Не остались в стороне и дворяне, они срывали в России с земли целые деревни крестьян и перегоняли на Каменный пояс, ради прихоти стать золотопромышленниками. Барин даже в случае неудачи ничего не терял, он всегда мог продать на Урале живую рабочую силу, ибо покупателей на нее было много и цена за душу стояла более высокая, чем в европейской части России.

И все же дворянство, осторожничая, явиться к золоту запоздало и пришло к нему, когда лучшие золотоносные места были в руках купцов.
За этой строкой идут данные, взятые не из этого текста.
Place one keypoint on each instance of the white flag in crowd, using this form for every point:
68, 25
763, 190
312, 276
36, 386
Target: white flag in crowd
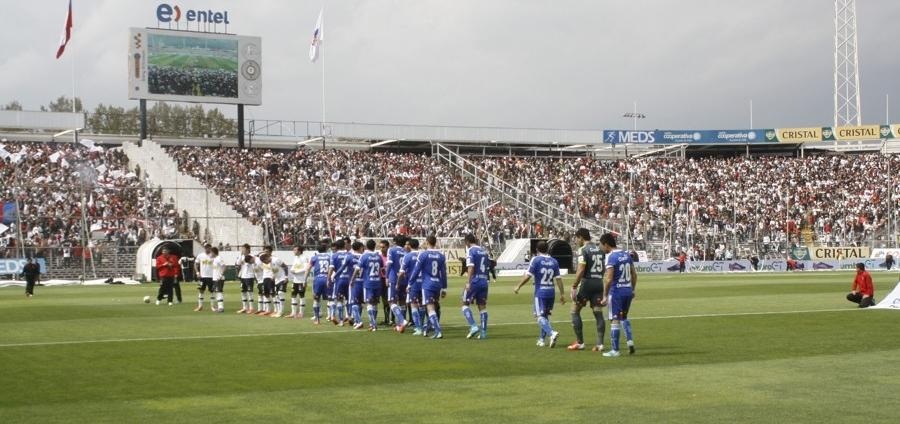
317, 39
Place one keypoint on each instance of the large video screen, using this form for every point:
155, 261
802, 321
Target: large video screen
194, 67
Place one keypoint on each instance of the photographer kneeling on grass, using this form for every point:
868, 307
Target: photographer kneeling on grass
863, 291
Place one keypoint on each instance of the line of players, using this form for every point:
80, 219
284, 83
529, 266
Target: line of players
346, 279
350, 276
Но кое-кто из дворян сумел присоединиться к жирным пирогам новоиспеченных миллионщиков, так как у купцов была неизживная чесотка родниться с барами. Дикие деньги толстосумов были великим соблазном, и немало старинных дворянских родов породнилось с купцами через сыновей и дочерей.

Екатеринбург стал центром скопления богатств. В городе миллионщики селились размашисто. Хвастались друг перед другом удачами. Перекорялись из зависти, плели интриги, распускали сплетни. Сорили легко нажитыми деньгами без цели и смысла. В домах богатеев свивал пыльные тенета закостенелый быт домостроя.
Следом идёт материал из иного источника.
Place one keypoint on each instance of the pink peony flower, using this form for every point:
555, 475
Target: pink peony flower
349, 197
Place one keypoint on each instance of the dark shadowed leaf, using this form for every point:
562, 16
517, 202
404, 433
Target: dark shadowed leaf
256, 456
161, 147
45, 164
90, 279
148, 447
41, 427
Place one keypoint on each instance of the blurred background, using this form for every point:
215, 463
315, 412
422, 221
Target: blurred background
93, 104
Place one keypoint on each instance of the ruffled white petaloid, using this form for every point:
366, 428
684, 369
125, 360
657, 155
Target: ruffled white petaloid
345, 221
В девятнадцатом веке в Екатеринбурге обитала стая миллионщиков из купечества, в руках которых было зажато золотое счастье Урала. В этой стае водились разные люди по характерам и ухваткам наживы…

Глава четвертая

1

В верстах восьмидесяти от Екатеринбурга на холме раскинулось древнее торговое село. Холм, обрываясь, скалистой кручей нависал над рекой, за которой до самого Екатеринбурга тянулись дремучие леса. На вершине обрыва, в сосновом бору, уже четверть века хоронилась заимка Тимофея Старцева.
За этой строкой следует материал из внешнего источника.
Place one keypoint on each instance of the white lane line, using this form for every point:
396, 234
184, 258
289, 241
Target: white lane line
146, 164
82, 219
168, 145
Хозяин заимки обозначился на Урале года за четыре до Отечественной войны, а род его по древним купеческим корням был новгородским. Он рано схоронил родителей. Потом его захватила золотая лихорадка, и Старцев с небольшими деньгами подался на Каменный пояс. На мокрети золотоносных песков следы его новгородских подборов отпечатались ровно через год после появления в крае.

Горщик Тихон Зырин, повстречавшись со Старцевым на лесной тропе, сдружился с ним, продал ему место со знаками на золото. Старцев, заведя делянки, но не имея понятия о золотом промысле, доверился ловким, продувным зимогорам и в первое же лето зарыл в пески дочиста все свои капиталы.